Reflection for Sunday – October 19, 2025
Readings: Exodus 17: 8-13; 2 Timothy 3: 14-4:2; Luke 18: 1-8
Preacher: Sonja Livingston
Is anything as formidable as a persistent woman? She is like water lapping at rock, her constancy slowly wearing it away.
Despite such power, cultural depictions of persistent women are largely unflattering. While our Gospel writer is kind enough to omit such terminology, we understand that the widow is what many would call a nag. Though the judge refuses to help her, she returns to him again and again. We’re not told which injustice the widow seeks to put right. All we know is that she continues to ask for help.
When the judge eventually acts on her behalf, it has nothing to do with goodness on his part and he seems as morally bankrupt at the end of the story as at its beginning. Instead, he helps because the widow’s tenacity wears him down and even frightens him a bit. This is not a parable of transformation, then, but one of action emboldened by faith.
This week’s reading from Exodus provides a similar example. Moses must keep the staff in his hands raised to assure his people’s victory in battle. When he grows tired, his hands sag and his enemies begin to prevail. In the end, with the support of others, Moses persists and his people triumph.
As compelling as that story is, it’s interesting that Jesus does not use the example of a powerful leader but that of someone whose persistence flies in the face of cultural ideals. Women were undoubtedly expected to be at least as modest and accommodating in Jesus’s time as they are today. Notice the parable does not advise against modesty or flexibility. Both are important traits. Instead, it acknowledges that there are times when both men and women must make waves. Unlike Moses, the widow doesn’t have any special power or support except her unfailing belief that justice can and will eventually prevail. How small a widow is compared to a judge—especially one corrupted by apathy and lack of faith! Yet the widow believes in fairness and behaves accordingly. Good trouble, John Lewis calls it. Holy nagging, our widow might say.
The widow’s story reminds me of the Austrian nuns who escaped from a nursing home last month and returned to their shuttered Alpine convent. They are, sadly, the last of their community. But the octogenarians, who’d been obedient their whole lives, refuse to give up the home promised to them for the remainder of their days. Sisters Bernadette, Regina, and Rita returned to Salzburg with a groundswell of support. Their local community is now helping with laundry and shopping. They’ve even started an Instagram page which reports that Sister Rita turned 82 on Thursday, that Sister Bernadette (88) loves plum dumplings and that the three women pray together to start and end every day. Diocesan officials may not be happy with the Nonnen Goldstein, but the rest of us have fallen in love.

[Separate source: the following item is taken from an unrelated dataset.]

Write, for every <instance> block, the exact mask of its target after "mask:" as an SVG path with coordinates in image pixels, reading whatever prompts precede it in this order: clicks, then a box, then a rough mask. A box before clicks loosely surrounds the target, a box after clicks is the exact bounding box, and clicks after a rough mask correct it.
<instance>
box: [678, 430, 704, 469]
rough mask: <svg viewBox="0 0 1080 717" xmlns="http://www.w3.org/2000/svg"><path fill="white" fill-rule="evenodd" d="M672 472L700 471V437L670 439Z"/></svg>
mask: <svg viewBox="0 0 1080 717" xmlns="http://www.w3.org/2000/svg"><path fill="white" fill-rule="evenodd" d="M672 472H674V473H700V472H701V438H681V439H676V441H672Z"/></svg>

Unfortunately, the widow from Luke’s Gospel has no Instagram account, so we don’t know her name. To remedy this, I propose we call her Inbal, Hebrew for ‘tongue of a bell’ or the bit of metal that makes sound. I’ve added her to my pantheon of holy noisemakers. Susan B. Anthony. Hildagard of Bingen. The Austrian Sisters. Inbal, the widow.
Once, when writing about an experience of communion in the woods, author, Annie Dillard, describes light-filled trees and a feeling of utter bliss. I had been my whole life a bell, Dillard writes. And never knew it until at that moment I was lifted and struck.
Like Dillard and the widow, we are bells, too. Capable of sacred silence and of reverberating sound. We are beautifully-wrought vessels, intended to be lifted and struck.
We love stories about underdogs and tenacity. All too often though, we focus on the happy ending and forget the years of struggle that precede it. How many times did our widow dust off her sandals and walk to the judge’s chambers before he finally acquiesced? How many nights did she toss and turn wondering whether her faith and action would pay off? What did it cost to keep chiming in the face of a hardened world?
Hers is a good story but a challenging one, too. It’s not about the widow or the judge so much as Jesus reminding the rest of us of the importance of being steadfast in our faith. We must pray and show up. We must expect goodness and behave accordingly—even and especially when it seems no one cares.